Reputation: 2656
Good morning everyone,
I'm having a rave with my twitter bot - I need to dump the streamed tweets (which arrive in json) to a file.
I previously have done this by writing it as utf8 formatted strings, however it now turns out that I still need to filter some data, so storing it away as json in the file seemed like the easiest way to go.
I edited the code accordingly:
from tweepy.streaming import StreamListener
from tweepy import OAuthHandler
from tweepy import Stream
import datetime
import json
access_token = #####
access_token_secret = #####
consumer_key = #####
consumer_secret = #####
class StdOutListener(StreamListener):
def on_status(self, status):
print(status)
today = datetime.datetime.now()
with open('/git/twttrbots/data/Twitter_Raw %s' %
today.strftime("%a-%Y-%m-%d"), 'a') as f:
json.dump(status, f) # <- doesn't work
#f.write(json.dumps(status)) # <- doesn't work
#f.write("Blah") # <- works perfectly fine
if __name__ == '__main__':
while True:
try:
#login using auth
l = StdOutListener()
auth = OAuthHandler(consumer_key, consumer_secret)
auth.set_access_token(access_token, access_token_secret)
stream = Stream(auth, l)
#filter by hashtag
stream.filter(track=['bitcoin', 'cryptocurrency', 'wonderlandcoin',
'btc', 'fintech', 'satoshi', 'blockchain',
'litecoin', 'btce'])
except:
print("Whoops, dicsonnected at %s. Retrying"
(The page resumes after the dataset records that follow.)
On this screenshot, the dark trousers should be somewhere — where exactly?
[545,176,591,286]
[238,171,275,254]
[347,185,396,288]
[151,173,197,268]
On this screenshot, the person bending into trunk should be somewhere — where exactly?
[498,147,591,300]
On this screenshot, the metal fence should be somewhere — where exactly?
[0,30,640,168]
% datetime.datetime.now())
continue
The file is created, the status definitely is read (there's print output in my terminal) but somewhere along the way my data is blasted out into nirvana, instead of my file - as that remains empty at 0
bytes.
I found similar cases here and on other platforms, however, they used json.dumps()
instead of json.dump()
- albeit I have tried both functions as well (using f.write(dumps(status))
), but none of them seem to work.
Now, I'm not a complete fool; I am well aware that it's probably on my end - not a JSON
error - but I can't figure out what it is i am doing wrong.
The only thing I was able to do, is boil it down to an error that occurs in my with open()
statement, leading me to believe it's something about either the open()
mode, or the way I write my data to the file. I know this, since the above linked question's answer works fine on my machine.
I could, of course, use the subprocess module and call a pipe that dumps the print(status) to a file, but that can't be the solution to this?
Addendum
As requested, here's my console output.
Here's what the logger caught when I called logger.debug('status dump: %s', json.dumps(status))
.
Upvotes: 2
Views: 2242
Reputation: 160457
An initial observation I have to make (because it got frustrating when I tried to run this script):
Don't make your except clauses too broad, you catch everything (Including KeyboardInterrupt
) and make it hard to stop execution.
This is optionary, but it's good to add the appropriate interrupt:
except KeyboardInterrupt:
exit()
The second thing you are doing which is just making your life a bit harder is that not only are you catching everything using the bare except
; you are not printing the corresponding error. Adding this will catch the culprit in this case, point you to the right direction and make your life so much easier.
except Exception as e:
print("Error: ", e)
print("Whoops, dicsonnected at %s. Retrying"
% datetime.datetime.now())
This outputs a (rather disgusting) message which essentially prints out the Status
object and ends with a line informing you that this object:
is not JSON serializable
This is somewhat logical since what we are dealing here isn't a json
object but, instead, a Status
object returned from tweepy.Stream
.
I have no idea why exactly the creator(s) of tweepy
have done this, a believe there's solid reasons behind it, but to solve your issue you can simply access the underlying .json
object:
json.dump(status._json, f)
Now, you should be good to go.
This seems to be an internal tweepy
issue relating to the transition from Python 2
to Python 3.x
. Specifically, in file streaming.py
:
File "/home/jim/anaconda/envs/Python3/lib/python3.5/site-packages/tweepy/streaming.py", line 171, in read_line
self._buffer += self._stream.read(self._chunk_size) <--
TypeError: Can't convert 'bytes' object to str implicitly
There has been a solution proposed (and according to the replies, working) on the tweepy
GitHub repository by user cozos suggesting:
In streaming.py:
I changed line
161
to:
self._buffer += self._stream.read(read_len).decode('ascii')
and line
171
to:
self._buffer += self._stream.read(self._chunk_size).decode('ascii')
and then reinstalled.
Even though I'm not sure what he means by 'reinstalled'.
Use tweepy
with Python 2.7.10
. It works like a charm.
Upvotes: 1